Faithfulness — Yoke Agent glossary

How it’s computed

Faithfulness is evaluated with an LLM-as-judge. The judge receives the answer and the retrieved context, decomposes the answer into atomic claims, and checks each claim against the context. The metric is:

faithfulness = count(claims supported by retrieved context)
               / count(all claims in the answer)

A score of 1.0 means every claim in the answer has backing in the context. A score of 0.5 means half the claims are ungrounded — i.e. the model added information the retriever didn’t surface.

Worked example

Question: “What is poka-yoke?”

Retrieved context: “Poka-yoke is a Japanese term coined by Shigeo Shingo in the 1960s at Toyota, referring to mechanisms that prevent errors from occurring in manufacturing processes.”

Answer: “Poka-yoke is a Japanese manufacturing term coined by Shigeo Shingo at Toyota in the 1970s. It refers to error-prevention mechanisms.”

Three atomic claims: (a) coined by Shingo ✓, (b) at Toyota ✓, (c) in the 1970s ✗ (actual: 1960s). Faithfulness = 2 / 3 = 0.67.

How Yoke Agent uses it

Faithfulness is one of the four fixed metrics that the RAG workbench runs on every experiment — alongside answer relevancy, context precision and context recall. You see it per configuration in the leaderboard, per question in the drill-down, and as a rolling signal on the canary dataset in production.

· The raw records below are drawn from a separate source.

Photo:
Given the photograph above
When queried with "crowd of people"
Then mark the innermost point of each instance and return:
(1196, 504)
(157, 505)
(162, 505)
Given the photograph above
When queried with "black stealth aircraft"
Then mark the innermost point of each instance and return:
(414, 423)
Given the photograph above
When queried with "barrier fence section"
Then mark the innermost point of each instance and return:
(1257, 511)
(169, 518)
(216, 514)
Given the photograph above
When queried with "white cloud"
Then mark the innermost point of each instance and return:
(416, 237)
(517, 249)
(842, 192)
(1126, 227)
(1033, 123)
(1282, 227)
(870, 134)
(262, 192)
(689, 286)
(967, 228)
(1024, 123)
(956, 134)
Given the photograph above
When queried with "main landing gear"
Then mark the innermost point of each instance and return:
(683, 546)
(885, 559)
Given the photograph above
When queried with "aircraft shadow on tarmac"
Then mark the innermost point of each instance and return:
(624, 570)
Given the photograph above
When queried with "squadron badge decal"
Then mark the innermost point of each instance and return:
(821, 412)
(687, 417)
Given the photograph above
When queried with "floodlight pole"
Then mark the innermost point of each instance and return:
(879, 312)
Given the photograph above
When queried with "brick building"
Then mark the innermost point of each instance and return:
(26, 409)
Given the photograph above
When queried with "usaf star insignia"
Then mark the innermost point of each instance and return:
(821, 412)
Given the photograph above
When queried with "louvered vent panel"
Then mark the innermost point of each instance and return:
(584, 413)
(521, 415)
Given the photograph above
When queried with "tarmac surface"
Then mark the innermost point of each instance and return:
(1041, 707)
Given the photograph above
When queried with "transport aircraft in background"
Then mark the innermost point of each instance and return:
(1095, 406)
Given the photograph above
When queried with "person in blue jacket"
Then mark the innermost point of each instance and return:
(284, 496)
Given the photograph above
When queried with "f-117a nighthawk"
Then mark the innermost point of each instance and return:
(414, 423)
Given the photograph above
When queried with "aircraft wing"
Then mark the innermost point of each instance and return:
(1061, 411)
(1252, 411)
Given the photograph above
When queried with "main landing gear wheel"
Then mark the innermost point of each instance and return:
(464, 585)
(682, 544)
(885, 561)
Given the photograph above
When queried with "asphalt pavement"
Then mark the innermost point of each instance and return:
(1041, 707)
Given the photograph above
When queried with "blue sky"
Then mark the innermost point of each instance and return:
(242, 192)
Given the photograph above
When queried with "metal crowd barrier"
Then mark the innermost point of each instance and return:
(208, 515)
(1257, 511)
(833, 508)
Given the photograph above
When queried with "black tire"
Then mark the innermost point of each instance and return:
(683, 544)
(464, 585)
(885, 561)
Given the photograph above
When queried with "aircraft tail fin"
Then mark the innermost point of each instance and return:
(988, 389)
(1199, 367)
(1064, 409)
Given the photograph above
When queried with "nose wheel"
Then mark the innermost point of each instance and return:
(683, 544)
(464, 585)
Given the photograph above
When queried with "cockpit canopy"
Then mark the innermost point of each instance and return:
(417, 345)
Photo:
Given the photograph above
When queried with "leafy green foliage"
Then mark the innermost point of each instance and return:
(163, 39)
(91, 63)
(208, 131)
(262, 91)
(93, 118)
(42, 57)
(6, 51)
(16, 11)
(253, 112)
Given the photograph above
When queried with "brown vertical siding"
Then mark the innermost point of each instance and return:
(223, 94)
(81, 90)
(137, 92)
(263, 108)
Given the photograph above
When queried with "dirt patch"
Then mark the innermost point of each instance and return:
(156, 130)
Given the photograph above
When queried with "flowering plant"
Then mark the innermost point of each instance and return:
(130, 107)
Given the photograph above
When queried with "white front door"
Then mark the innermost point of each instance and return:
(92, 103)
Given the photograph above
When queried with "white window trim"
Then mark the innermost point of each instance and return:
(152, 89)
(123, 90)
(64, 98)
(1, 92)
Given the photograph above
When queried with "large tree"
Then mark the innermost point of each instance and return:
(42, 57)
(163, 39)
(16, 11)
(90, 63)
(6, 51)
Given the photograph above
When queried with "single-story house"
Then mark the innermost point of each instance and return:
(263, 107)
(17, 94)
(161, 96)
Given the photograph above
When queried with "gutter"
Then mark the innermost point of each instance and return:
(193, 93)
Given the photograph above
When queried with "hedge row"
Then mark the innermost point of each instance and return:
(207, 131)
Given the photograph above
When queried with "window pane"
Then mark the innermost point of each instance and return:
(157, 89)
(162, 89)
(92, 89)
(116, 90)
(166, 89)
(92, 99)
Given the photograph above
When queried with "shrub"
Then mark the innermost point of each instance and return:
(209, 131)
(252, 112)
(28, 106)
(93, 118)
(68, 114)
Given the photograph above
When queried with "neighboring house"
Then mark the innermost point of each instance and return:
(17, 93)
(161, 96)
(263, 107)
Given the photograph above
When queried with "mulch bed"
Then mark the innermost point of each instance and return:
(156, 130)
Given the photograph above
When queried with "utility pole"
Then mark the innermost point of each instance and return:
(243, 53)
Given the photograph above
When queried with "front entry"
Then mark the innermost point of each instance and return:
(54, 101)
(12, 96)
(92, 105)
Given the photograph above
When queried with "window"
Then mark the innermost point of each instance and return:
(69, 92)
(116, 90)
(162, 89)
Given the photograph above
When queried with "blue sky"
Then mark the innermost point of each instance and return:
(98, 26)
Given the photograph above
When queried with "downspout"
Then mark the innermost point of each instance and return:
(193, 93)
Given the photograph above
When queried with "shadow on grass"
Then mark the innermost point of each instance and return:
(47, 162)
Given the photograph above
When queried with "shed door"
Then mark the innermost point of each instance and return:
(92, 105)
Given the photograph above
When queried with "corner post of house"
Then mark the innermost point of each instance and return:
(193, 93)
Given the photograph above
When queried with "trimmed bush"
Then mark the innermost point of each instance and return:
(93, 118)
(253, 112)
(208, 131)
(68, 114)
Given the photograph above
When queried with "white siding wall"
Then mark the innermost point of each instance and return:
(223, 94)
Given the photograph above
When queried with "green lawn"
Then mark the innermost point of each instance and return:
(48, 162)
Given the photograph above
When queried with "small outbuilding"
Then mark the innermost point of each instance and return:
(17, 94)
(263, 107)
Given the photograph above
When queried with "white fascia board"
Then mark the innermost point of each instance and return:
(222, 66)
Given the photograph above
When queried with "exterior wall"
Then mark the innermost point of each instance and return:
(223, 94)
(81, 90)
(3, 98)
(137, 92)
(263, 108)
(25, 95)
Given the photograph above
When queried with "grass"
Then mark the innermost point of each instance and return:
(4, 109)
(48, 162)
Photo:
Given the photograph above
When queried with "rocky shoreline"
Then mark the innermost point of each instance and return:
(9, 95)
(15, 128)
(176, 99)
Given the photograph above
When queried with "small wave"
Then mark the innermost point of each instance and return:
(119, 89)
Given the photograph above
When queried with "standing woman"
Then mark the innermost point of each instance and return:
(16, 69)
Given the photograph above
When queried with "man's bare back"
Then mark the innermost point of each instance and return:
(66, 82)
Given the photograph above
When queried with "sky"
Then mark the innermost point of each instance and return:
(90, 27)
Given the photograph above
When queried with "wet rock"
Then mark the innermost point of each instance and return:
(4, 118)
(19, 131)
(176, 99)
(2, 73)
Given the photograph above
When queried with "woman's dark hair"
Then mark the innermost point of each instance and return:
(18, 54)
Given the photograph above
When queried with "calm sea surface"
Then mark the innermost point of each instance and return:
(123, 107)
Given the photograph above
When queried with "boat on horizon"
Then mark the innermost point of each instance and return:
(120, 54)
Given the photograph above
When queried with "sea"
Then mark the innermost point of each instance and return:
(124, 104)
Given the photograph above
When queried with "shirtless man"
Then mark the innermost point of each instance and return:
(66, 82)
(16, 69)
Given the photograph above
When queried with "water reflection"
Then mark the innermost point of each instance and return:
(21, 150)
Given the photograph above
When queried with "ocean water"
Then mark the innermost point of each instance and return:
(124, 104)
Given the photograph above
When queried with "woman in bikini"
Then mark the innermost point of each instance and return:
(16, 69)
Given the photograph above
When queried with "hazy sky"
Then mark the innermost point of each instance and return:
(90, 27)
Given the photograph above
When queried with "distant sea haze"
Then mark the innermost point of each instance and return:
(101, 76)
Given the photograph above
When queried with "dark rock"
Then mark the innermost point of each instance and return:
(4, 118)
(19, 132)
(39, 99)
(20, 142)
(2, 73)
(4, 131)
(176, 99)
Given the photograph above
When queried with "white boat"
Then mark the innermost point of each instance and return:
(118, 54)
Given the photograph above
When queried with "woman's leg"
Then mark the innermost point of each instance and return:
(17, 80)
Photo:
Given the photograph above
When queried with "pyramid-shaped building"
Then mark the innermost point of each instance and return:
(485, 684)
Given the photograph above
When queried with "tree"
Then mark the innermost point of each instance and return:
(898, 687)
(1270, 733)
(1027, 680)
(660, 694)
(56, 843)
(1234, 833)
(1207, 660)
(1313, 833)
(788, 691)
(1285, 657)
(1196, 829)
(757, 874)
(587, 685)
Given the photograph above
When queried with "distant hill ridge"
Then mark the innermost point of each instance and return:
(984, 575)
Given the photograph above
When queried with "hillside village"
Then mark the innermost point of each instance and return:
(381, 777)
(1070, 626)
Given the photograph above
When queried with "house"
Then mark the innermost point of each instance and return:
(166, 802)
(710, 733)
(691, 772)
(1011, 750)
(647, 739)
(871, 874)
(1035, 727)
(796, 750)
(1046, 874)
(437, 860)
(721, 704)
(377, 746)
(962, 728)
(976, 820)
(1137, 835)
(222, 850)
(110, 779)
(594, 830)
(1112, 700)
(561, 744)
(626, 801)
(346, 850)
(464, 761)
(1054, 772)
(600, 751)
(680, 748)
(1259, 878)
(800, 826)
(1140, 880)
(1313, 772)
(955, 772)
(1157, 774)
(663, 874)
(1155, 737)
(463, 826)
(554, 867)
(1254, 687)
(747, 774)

The judge model is configured separately from the generator model. Yoke warns if you pick the same model for both — same-model faithfulness judging is well known to inflate scores.

Frequently asked

What’s the difference between faithfulness and hallucination?

They are complements. Faithfulness reports the fraction of grounded claims (higher is better). Hallucination reports the severity or presence of ungrounded claims (lower is better). Most teams track both.

Can faithfulness be 1.0 and the answer still be wrong?

Yes. Faithfulness only checks whether claims are supported by the retrieved context. If the retrieved context itself is wrong or outdated, a perfectly faithful answer will also be wrong. Pair faithfulness with context recall and a correctness metric against ground truth.

Which judge model should I use?

Use a different model family than the one generating the answer. Same-model judging inflates scores. A capable mid-tier model is usually good enough — flagship judges rarely pay off for faithfulness specifically.

How do I improve a low faithfulness score?

Three moves, in order: (1) tighten the system prompt to penalise unsupported claims, (2) improve context precision so the model sees less noise, (3) lower generation temperature. If faithfulness is still low, the retriever is likely missing relevant chunks — work on recall next.